Während sich die Fronten vor dem Stadion verhärten, rückt die Seleção auffällig an ihre Landsleute heran. So bezogen etwa Angreifer Hulk und Superstar Neymar deutlich Stellung und sagten, dass sie die Proteste unterstützten. Neymar erklärte vor dem Spiel gegen Mexiko, in dem er ein Tor erzielte und das zweite vorbereitete, er werde inspiriert durch die Protestbewegung aufs Feld gehen. Auch Bayern Münchens Verteidiger Dante lobte die jungen Menschen: „Sie wollen doch das Land verbessern.“

Die Mannschaft wird vielleicht nicht mehr so vergöttert wie früher, dafür ist sie den Fans so nah wie lange nicht mehr. Beim Abschlusstraining ließ Trainer Luiz Felipe Scolari tausende Fans aufs Gelände, die ungeduldig vor den verschlossenen Toren standen. Und im Estádio Castelão schmetterten am Mittwoch Spieler wie Zuschauer die Nationalhymne gemeinsam derart inbrünstig, dass am Ende niemandem auffiel, dass die Begleitmusik zwischendurch aufhörte.

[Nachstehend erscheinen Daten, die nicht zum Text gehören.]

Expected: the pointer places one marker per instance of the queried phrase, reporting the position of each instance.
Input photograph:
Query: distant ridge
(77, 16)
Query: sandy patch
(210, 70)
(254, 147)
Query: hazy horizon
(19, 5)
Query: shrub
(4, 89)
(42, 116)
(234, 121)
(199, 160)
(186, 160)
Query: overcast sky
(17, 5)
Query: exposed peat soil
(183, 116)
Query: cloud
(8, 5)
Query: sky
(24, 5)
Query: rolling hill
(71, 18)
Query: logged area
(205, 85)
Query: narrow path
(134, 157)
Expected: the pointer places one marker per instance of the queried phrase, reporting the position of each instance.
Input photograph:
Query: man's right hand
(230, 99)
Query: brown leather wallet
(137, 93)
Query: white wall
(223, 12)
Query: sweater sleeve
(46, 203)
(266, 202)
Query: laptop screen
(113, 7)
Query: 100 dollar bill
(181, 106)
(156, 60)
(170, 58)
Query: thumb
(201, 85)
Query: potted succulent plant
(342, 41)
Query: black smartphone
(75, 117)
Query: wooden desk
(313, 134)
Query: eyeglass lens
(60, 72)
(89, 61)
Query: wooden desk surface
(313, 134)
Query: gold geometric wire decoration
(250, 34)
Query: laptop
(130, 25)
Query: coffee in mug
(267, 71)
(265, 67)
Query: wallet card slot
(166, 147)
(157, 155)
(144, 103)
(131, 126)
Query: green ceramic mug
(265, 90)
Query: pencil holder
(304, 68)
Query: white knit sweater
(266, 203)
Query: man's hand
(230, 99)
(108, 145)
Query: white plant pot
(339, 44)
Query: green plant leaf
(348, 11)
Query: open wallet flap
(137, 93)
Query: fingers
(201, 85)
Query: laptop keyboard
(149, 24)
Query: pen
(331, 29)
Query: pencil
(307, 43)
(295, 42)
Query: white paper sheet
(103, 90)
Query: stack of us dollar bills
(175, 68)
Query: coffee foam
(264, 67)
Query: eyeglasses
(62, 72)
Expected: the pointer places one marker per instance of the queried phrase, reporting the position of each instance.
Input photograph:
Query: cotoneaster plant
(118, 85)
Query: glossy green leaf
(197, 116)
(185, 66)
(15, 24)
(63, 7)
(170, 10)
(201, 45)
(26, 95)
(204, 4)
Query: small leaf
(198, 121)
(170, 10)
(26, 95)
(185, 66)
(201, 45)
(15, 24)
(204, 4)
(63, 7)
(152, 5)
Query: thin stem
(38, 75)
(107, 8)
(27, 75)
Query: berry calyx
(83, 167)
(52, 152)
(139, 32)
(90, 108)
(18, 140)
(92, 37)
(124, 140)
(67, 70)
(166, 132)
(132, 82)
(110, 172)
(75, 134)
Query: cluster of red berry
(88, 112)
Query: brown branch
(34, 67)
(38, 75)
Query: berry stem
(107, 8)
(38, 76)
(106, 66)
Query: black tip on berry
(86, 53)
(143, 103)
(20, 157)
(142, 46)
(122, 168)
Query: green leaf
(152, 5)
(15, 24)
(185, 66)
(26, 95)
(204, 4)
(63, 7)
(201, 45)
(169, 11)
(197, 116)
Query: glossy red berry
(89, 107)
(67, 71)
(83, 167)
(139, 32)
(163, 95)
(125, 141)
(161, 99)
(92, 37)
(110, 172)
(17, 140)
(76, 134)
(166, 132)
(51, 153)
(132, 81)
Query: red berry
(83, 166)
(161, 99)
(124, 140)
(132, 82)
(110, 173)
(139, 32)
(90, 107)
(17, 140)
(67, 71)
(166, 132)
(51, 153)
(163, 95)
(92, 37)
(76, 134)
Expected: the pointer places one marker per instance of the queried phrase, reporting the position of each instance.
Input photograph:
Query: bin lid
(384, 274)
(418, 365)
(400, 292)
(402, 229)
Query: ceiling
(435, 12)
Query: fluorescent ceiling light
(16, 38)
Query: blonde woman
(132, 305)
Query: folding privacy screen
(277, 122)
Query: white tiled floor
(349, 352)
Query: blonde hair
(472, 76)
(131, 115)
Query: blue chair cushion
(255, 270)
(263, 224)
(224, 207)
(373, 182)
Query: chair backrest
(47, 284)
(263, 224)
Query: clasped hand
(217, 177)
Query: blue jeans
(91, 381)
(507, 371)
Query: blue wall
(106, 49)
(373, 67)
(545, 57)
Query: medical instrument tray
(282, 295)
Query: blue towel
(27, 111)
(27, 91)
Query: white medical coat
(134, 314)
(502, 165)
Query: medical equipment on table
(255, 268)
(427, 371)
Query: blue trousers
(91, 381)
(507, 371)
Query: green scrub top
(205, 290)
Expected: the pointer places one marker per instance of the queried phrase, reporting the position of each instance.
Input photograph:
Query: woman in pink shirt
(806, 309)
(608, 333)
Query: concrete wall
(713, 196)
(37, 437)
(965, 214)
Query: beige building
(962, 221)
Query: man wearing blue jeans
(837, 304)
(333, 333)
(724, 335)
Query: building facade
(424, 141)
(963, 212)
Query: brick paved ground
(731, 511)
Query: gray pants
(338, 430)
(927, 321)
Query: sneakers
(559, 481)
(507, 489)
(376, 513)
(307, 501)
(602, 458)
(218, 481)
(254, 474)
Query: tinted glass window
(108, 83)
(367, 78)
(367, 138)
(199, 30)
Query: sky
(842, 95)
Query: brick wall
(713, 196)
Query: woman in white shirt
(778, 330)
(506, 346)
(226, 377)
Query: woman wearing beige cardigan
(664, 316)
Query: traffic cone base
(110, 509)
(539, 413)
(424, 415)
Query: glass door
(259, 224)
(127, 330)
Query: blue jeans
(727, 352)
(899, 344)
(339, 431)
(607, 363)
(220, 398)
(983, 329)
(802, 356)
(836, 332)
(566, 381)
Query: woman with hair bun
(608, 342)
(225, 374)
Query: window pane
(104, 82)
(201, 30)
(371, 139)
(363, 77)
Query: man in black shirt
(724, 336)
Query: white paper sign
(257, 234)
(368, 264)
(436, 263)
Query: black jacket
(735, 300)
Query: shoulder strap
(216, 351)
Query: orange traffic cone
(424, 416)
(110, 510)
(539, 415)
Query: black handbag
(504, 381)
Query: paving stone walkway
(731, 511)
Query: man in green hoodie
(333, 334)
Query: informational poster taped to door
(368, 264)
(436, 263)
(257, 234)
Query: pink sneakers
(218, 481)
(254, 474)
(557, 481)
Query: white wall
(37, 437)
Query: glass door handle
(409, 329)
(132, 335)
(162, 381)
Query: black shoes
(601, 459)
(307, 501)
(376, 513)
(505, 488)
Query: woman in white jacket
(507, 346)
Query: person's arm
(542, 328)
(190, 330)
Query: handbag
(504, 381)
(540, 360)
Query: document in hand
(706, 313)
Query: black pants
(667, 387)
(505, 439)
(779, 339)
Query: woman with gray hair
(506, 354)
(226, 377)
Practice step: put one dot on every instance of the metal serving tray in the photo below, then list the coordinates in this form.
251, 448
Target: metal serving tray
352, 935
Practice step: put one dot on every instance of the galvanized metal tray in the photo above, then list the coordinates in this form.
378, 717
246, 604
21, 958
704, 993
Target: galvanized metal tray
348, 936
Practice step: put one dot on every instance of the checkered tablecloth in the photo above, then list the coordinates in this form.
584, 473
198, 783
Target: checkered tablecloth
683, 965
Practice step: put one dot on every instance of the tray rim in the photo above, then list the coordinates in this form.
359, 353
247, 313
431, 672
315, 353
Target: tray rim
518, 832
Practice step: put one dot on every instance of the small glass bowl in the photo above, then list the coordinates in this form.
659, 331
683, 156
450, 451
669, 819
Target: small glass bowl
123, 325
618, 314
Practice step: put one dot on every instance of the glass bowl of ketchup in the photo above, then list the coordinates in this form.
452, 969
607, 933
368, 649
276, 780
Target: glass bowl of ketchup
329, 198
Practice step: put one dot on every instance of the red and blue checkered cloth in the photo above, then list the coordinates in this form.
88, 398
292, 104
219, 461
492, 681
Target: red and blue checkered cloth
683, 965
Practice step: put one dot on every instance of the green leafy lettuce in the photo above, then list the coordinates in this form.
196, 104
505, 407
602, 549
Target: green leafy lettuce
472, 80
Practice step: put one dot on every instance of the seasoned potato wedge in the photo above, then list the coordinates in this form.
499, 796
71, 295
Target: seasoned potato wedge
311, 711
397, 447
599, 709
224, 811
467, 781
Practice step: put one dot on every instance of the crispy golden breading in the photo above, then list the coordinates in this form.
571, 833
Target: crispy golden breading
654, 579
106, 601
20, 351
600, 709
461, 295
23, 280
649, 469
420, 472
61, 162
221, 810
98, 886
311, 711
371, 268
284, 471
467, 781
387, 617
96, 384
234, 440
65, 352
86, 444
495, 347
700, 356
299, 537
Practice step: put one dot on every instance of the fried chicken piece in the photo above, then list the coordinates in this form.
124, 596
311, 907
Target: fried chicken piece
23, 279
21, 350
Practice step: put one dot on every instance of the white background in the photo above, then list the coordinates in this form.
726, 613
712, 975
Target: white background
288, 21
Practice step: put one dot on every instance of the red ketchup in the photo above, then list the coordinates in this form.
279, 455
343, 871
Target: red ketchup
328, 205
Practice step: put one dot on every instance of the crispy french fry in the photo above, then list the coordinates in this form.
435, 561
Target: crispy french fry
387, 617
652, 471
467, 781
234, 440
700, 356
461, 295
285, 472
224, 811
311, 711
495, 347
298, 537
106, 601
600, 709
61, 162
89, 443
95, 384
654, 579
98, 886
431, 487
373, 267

Menschenkette im Mittelkreis

Nach dem 2:0-Erfolg gegen Mexiko bildete die komplette Mannschaft eine Menschenkette im Mittelkreis und bedankte sich bei den Landsleuten. Ein Bild, das so vor einer Woche noch undenkbar war. Auch Carolina und ihre Mitstreiter singen die Nationalhymne vor dem Stadion – mit dem Rücken zum Stadion. „Unser Protest richtet sich nicht gegen die Seleção, sondern gegen die Corrupção“, betont sie.

Sie hatte auch gehofft, dass viele der Ticketbesitzer, die an ihrer Protestgruppe vorbeizogen, ihre Botschaft auch im Stadion verbreiten würden. Etwa ein Dutzend Plakate waren vor dem Anpfiff zu sehen. Doch nach einem furiosen Start der Seleção, die nach dem Kollektiverlebnis bei der Nationalhymne wie aufgedreht wirkte, waren die Plakate vorerst vergessen. Im Stadion hatte der Fußball noch einmal dominiert, hatten die Spiele das knappe Brot vergessen gemacht. Draußen vor der Arena flogen nach der Hymne wieder Steine und etliche Gummigeschosse.